The vase toppled.
For a second, all three of us watched it fall, gazes all locked on the white curve, the flash of blue, the spill of water arcing out.
It hit the stone hearth and shattered into a million pieces, scattered among the white roses. Water splashed across the freshly beaten rug. Flowers rolled like casualties across the floor. The maid made a strangled noise, hands flying to her mouth.
“Oh no,” she whispered. “Oh no, oh no, oh no…”
“It’s fine,” I said automatically, even as my brain replayed the sound of Number Fourteen’s hand cracking across a maid’s face in some other room down the hall just a few minutes ago. “Hey. Hey, it’s okay. It was an accident.”
“You don’t understand,” she whispered, eyes glistening. “That was one of Mr. Stonewood’s—” She cut herself off, swallowing hard like the name itself might be dangerous. “He likes that one. Henry said — if — if anything happened?—”
Her voice broke. Something cold and dreadful slid down my spine.
I glanced at the wreckage. The vase wasn’t salvageable.
I lowered myself into a crouch in front of the cowering maid, ignoring the way my thighs screamed and my bruises twinged.
“Hey,” I said, deliberately putting myself between her and the door. “Look at me.”
Her wide green eyes met mine.
“It’s a thing,” I said. “A very pretty thing, sure, but it’s still just a thing. No matter how much it cost, it’s not worth more than your job. Or your face. Or your teeth. Okay?”
Her mouth trembled, but she gave me a reluctant nod.
“Let me help you clean it up,” I said. “If anybody’s going to be mad it broke, they can be mad at me. I asked for more stuff up here. I’m the one who wanted the room changed. It happened on my watch.”
“You don’t have to do that,” she whispered, shaking her head.
“Yes, I do,” I said. “I’m the idiot contestant, remember? I signed a contract saying I’d play this game. You didn’t.”
“She’s right,” Jacob said quietly. He’d moved closer without me noticing, shadows under his eyes gone darker. “You were doing your job. The rest is on us.”
Mei’s gaze flicked between the three of us, something sharp and assessing behind her worry.
“Henry is going to ask who was in the room,” she said.
“Great,” I said. “You can tell him it was my fault.”
“Chrissy—” Jacob began.
“No,” I said, heat rising in my chest. “I’m serious. I know how people like Fourteen think. They think staff exists to absorb damage for them. I am not going to be that girl.”
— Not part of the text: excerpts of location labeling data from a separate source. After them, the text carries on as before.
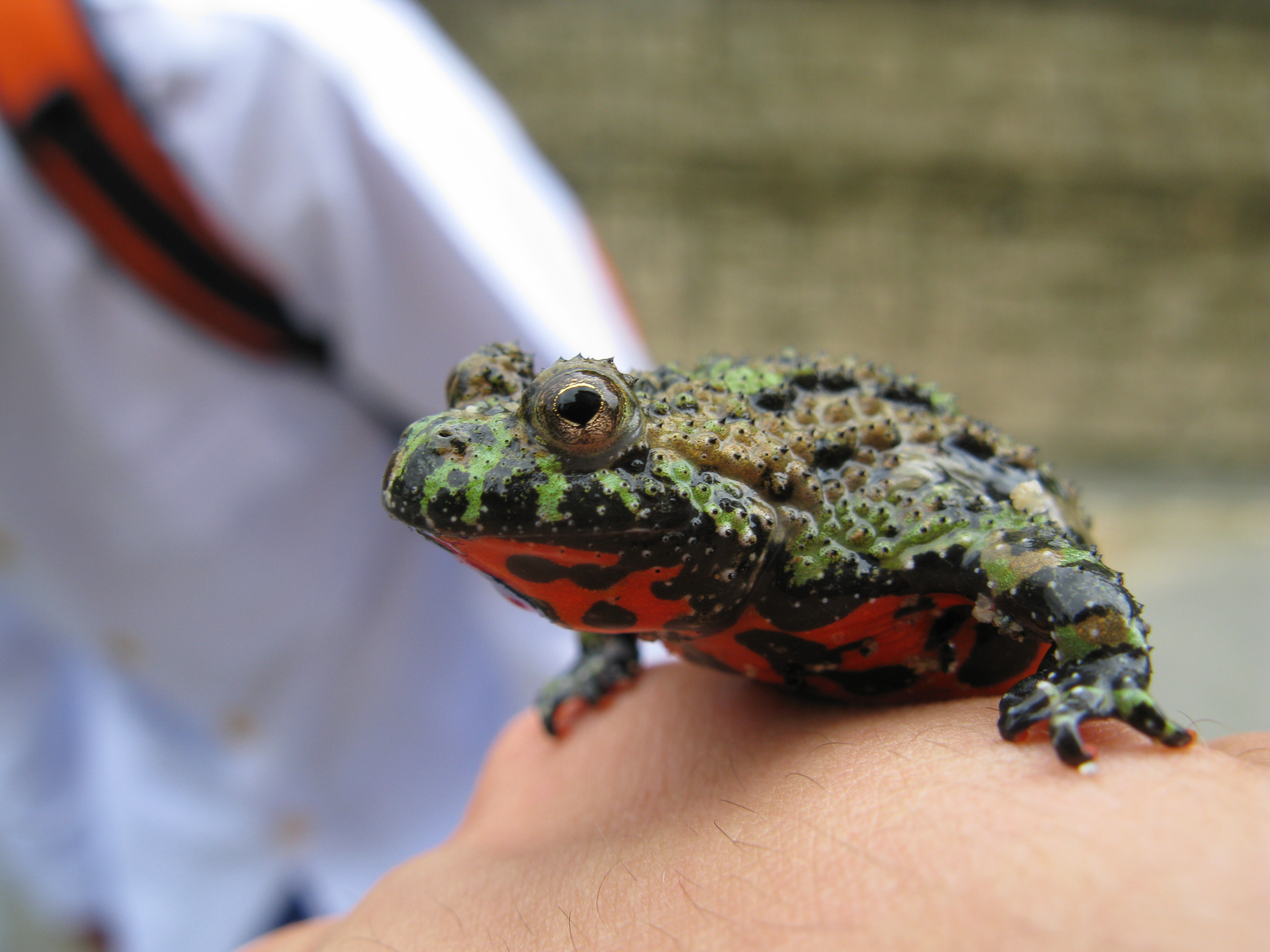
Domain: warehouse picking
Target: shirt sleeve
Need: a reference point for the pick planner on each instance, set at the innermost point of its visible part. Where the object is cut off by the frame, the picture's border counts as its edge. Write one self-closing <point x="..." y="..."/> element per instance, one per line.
<point x="351" y="153"/>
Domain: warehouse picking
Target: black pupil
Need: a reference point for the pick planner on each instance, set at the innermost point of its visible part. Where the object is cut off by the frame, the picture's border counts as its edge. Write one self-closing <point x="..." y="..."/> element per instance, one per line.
<point x="580" y="406"/>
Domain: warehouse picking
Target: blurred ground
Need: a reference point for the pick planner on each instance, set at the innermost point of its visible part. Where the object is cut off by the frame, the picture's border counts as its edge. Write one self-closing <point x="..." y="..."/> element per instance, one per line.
<point x="1057" y="209"/>
<point x="1061" y="211"/>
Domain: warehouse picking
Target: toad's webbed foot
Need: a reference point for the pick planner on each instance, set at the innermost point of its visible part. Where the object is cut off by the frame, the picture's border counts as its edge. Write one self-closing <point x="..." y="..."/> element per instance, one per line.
<point x="608" y="663"/>
<point x="1109" y="682"/>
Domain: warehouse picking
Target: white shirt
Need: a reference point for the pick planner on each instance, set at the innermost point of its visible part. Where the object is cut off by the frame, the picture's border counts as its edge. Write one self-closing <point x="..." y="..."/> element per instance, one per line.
<point x="224" y="671"/>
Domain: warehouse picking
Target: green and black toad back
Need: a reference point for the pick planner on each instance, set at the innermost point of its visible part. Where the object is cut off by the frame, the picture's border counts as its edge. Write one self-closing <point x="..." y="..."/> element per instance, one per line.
<point x="825" y="526"/>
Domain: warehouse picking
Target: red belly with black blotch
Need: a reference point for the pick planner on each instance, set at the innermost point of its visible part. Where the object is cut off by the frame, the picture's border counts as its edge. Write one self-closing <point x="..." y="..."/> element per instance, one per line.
<point x="542" y="573"/>
<point x="890" y="651"/>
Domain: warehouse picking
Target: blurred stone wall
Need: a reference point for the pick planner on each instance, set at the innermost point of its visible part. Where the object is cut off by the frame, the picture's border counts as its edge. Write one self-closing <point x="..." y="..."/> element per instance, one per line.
<point x="1060" y="211"/>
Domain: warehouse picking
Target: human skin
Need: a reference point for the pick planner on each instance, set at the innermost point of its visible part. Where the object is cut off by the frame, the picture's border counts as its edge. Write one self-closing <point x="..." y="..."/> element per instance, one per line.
<point x="702" y="812"/>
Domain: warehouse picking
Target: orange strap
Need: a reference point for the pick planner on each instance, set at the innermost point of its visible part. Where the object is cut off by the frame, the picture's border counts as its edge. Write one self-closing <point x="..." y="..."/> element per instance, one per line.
<point x="87" y="142"/>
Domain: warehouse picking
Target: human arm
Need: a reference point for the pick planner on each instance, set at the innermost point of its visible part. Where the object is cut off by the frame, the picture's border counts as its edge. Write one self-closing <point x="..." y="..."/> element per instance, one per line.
<point x="708" y="813"/>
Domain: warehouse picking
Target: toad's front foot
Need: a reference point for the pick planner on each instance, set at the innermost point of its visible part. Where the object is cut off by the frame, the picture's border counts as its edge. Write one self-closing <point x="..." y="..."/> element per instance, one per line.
<point x="608" y="663"/>
<point x="1106" y="684"/>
Jacob opened his mouth like he was going to argue with me again, and I glowered at him until he shut it.
I looked back at the maid.
“If Mr. Stonewood has a problem with what happened in this room, he can take it up with me and no one else.”
Her eyes searched my face like she was trying to figure out if I was crazy.
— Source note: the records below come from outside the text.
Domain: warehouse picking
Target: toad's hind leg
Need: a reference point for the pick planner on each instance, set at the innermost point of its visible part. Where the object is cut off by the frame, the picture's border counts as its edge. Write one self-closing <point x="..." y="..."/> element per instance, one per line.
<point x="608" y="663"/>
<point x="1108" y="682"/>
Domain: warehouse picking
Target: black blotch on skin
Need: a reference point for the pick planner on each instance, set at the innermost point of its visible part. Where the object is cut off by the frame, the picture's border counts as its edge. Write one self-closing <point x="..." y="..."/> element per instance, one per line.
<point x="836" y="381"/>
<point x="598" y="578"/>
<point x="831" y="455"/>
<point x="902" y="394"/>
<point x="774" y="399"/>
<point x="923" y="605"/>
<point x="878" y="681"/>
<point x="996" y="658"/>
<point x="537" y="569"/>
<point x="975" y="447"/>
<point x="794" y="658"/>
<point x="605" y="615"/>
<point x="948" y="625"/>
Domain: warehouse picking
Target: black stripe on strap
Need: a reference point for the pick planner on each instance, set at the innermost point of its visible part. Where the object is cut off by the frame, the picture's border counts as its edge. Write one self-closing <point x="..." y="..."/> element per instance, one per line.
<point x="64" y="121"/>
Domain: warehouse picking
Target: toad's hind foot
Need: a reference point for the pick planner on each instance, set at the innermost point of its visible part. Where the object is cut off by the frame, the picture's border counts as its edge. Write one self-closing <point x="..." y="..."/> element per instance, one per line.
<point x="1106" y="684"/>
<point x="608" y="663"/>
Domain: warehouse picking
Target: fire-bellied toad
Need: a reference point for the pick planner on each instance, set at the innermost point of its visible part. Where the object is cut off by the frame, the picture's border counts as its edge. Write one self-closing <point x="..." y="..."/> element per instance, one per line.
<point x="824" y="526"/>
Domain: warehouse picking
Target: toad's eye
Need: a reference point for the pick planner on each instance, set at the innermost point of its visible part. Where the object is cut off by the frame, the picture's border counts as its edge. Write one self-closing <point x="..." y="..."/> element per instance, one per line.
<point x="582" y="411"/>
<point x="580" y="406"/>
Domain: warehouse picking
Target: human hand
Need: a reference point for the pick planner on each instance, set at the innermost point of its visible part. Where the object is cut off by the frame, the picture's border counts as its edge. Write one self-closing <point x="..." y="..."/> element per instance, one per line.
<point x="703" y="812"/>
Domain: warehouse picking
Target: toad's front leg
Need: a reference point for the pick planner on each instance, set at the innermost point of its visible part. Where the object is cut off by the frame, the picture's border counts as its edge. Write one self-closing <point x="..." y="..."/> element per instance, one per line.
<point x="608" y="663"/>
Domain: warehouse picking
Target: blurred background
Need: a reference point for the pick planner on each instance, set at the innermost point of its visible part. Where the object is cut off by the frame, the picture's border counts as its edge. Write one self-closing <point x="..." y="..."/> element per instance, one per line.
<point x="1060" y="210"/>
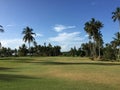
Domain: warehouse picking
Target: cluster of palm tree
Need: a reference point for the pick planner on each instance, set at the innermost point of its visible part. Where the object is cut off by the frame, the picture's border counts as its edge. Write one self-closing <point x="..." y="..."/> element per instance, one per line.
<point x="93" y="27"/>
<point x="94" y="48"/>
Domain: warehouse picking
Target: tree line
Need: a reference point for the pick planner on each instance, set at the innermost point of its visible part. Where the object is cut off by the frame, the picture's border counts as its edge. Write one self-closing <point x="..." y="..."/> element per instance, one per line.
<point x="93" y="49"/>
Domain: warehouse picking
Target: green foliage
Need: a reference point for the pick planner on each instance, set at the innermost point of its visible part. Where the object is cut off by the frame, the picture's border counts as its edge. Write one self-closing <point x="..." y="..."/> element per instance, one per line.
<point x="56" y="73"/>
<point x="109" y="53"/>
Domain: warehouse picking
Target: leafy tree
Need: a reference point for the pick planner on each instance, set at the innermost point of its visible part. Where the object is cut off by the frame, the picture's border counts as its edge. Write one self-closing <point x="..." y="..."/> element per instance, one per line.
<point x="93" y="27"/>
<point x="116" y="17"/>
<point x="28" y="36"/>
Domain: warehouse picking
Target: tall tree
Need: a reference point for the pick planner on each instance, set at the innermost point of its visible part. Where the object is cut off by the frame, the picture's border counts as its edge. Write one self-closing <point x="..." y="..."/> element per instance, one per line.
<point x="1" y="28"/>
<point x="28" y="35"/>
<point x="116" y="17"/>
<point x="93" y="27"/>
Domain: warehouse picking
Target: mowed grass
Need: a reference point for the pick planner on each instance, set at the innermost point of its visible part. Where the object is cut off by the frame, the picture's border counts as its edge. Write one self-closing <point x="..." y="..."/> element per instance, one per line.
<point x="58" y="73"/>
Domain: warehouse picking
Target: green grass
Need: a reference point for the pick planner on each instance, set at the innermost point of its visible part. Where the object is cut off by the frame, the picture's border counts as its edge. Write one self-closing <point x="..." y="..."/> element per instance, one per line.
<point x="58" y="73"/>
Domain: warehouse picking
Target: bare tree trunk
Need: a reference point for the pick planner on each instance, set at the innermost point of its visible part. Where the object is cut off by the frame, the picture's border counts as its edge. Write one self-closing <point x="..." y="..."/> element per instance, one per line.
<point x="29" y="49"/>
<point x="118" y="41"/>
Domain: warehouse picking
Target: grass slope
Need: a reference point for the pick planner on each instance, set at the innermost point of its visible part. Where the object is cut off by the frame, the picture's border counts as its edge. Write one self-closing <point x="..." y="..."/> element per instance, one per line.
<point x="58" y="73"/>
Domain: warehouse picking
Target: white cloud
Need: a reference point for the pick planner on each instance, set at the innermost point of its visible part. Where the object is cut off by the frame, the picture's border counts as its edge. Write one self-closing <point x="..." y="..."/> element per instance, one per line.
<point x="59" y="28"/>
<point x="12" y="43"/>
<point x="68" y="40"/>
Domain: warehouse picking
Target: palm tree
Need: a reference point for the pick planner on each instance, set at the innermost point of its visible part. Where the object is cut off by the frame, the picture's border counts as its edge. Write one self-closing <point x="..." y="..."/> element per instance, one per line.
<point x="93" y="29"/>
<point x="28" y="36"/>
<point x="1" y="28"/>
<point x="116" y="17"/>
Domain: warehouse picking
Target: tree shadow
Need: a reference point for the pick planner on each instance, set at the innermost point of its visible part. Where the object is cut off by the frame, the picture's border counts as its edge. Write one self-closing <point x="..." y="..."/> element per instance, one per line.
<point x="12" y="77"/>
<point x="76" y="63"/>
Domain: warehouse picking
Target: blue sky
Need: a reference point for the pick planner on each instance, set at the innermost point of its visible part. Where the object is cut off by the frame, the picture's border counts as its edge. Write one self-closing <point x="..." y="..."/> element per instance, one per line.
<point x="59" y="22"/>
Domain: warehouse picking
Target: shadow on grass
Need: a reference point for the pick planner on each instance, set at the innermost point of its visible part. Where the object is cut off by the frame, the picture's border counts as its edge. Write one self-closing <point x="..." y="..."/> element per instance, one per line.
<point x="15" y="58"/>
<point x="12" y="77"/>
<point x="79" y="63"/>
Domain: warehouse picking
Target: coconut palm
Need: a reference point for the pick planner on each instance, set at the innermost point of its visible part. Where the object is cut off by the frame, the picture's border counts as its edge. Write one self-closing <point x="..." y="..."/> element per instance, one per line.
<point x="116" y="17"/>
<point x="28" y="36"/>
<point x="93" y="28"/>
<point x="1" y="28"/>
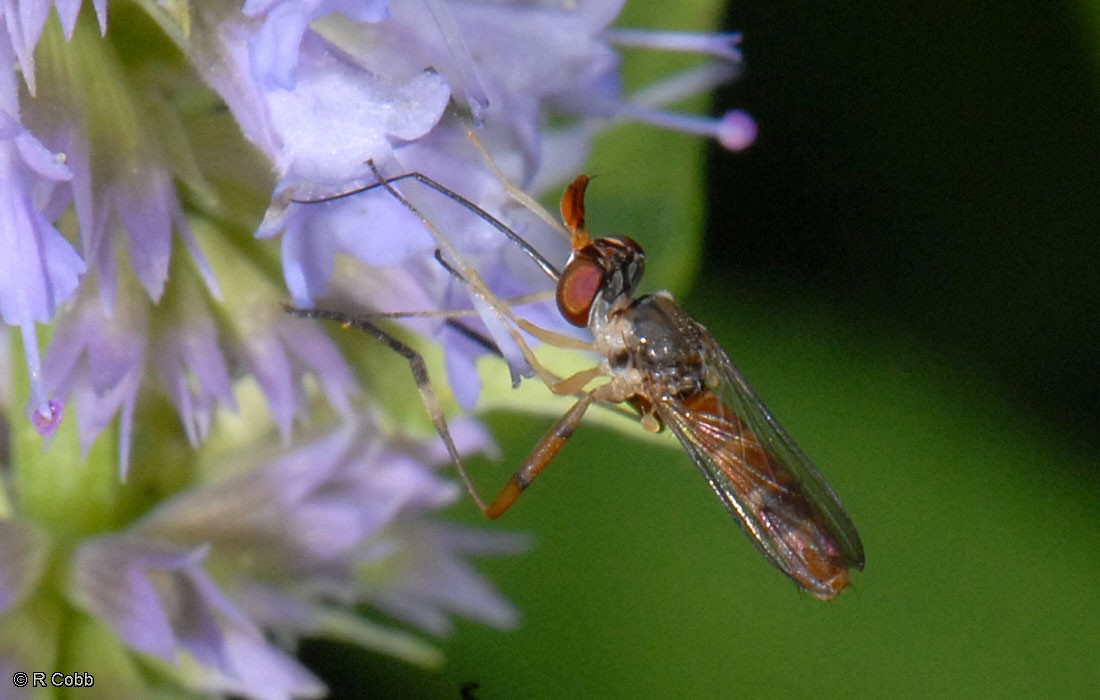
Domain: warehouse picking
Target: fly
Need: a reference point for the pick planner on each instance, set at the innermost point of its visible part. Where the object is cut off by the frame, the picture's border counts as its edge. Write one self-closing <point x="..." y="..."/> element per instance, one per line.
<point x="672" y="373"/>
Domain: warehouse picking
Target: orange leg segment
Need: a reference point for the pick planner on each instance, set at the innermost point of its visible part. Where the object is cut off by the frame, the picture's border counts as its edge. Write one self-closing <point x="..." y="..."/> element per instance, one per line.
<point x="545" y="451"/>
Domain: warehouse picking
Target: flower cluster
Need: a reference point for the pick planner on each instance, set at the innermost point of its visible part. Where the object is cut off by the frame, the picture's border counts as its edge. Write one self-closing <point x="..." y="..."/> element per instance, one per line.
<point x="169" y="177"/>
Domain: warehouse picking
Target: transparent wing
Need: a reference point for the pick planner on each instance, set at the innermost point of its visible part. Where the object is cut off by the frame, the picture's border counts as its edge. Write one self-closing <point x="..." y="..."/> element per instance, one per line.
<point x="763" y="479"/>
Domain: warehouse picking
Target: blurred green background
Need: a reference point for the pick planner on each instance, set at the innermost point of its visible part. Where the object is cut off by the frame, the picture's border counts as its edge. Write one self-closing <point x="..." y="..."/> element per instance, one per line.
<point x="905" y="268"/>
Maybe I was, because the moment the words left my mouth, my body remembered the last time I’d been alone with him. The way his voice had wrapped around the word punishment, low and amused. The sting of his palm. The humiliating, devastating heat of my own response to it.
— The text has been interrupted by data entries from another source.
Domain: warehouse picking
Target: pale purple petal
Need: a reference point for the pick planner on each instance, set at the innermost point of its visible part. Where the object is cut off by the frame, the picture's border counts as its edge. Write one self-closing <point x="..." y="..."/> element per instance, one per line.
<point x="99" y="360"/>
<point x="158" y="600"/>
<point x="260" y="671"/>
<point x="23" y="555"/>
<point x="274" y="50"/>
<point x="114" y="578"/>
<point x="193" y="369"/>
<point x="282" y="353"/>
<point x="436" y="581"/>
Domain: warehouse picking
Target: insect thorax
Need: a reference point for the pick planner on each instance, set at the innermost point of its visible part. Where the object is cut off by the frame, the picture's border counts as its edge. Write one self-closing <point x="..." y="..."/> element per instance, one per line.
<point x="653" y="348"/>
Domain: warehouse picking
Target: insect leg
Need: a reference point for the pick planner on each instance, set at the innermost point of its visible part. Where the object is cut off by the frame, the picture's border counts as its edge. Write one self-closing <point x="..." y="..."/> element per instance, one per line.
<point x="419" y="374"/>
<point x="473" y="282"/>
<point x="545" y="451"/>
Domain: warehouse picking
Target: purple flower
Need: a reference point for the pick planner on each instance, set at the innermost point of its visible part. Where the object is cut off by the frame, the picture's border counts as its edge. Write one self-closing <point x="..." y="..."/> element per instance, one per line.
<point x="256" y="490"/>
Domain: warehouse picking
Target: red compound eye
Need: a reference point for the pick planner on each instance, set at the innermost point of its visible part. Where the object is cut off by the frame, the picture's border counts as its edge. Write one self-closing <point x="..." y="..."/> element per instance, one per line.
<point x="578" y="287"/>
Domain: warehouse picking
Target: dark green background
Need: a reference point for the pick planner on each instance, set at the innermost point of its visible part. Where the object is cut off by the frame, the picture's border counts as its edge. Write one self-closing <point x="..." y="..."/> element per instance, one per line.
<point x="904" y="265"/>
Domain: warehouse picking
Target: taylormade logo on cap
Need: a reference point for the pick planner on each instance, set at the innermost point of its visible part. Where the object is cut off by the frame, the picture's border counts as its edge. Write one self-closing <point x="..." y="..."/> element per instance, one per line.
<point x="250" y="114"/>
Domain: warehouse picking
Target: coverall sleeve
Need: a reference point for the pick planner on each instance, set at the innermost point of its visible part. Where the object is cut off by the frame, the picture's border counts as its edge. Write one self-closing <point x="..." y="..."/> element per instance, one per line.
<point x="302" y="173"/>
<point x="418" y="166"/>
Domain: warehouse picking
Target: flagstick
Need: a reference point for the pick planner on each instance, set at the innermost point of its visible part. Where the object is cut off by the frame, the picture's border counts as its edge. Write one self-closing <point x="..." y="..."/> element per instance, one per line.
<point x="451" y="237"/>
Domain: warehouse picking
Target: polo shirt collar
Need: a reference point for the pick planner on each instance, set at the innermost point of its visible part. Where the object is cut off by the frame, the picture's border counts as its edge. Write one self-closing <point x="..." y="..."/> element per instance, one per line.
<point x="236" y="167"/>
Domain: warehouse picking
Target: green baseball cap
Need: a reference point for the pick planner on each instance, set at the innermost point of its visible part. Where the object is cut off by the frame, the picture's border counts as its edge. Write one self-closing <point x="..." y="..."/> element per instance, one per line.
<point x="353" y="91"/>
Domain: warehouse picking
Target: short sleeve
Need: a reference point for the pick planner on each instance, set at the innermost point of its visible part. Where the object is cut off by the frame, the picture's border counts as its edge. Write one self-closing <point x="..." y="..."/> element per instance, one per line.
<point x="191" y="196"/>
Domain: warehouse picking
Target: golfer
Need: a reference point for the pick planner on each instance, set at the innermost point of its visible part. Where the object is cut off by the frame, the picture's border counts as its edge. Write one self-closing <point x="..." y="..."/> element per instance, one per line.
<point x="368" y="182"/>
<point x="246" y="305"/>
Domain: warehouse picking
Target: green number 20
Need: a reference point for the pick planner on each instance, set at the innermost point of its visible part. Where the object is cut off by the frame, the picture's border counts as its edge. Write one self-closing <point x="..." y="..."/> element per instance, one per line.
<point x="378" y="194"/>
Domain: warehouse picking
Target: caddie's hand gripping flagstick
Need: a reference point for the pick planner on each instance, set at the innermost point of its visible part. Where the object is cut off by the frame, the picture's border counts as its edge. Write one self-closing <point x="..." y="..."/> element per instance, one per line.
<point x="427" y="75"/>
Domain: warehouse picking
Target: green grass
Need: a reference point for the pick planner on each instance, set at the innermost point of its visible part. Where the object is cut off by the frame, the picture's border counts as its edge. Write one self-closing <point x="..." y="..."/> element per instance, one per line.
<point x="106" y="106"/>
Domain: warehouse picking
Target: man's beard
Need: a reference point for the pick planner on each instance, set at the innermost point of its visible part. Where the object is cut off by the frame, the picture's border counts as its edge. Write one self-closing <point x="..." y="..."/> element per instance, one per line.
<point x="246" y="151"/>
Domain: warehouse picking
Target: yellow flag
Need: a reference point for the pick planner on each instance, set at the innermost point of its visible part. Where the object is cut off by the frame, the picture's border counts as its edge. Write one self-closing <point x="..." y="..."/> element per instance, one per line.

“Are you sure?” Mei asked softly.
I thought of Granny, small and fragile in her bed at the hospice, eyes going cloudy, nurses wiping her brow with such care. Of my parents scoffing about the cost every time I sent in another payment, even though they weren’t paying it. Of the way they’d said, ‘She’s old, Christina. People die’, like that made it okay to leave her scared and alone.
“Yeah,” I said. My throat felt tight, but my voice stayed steady. “I’m sure.”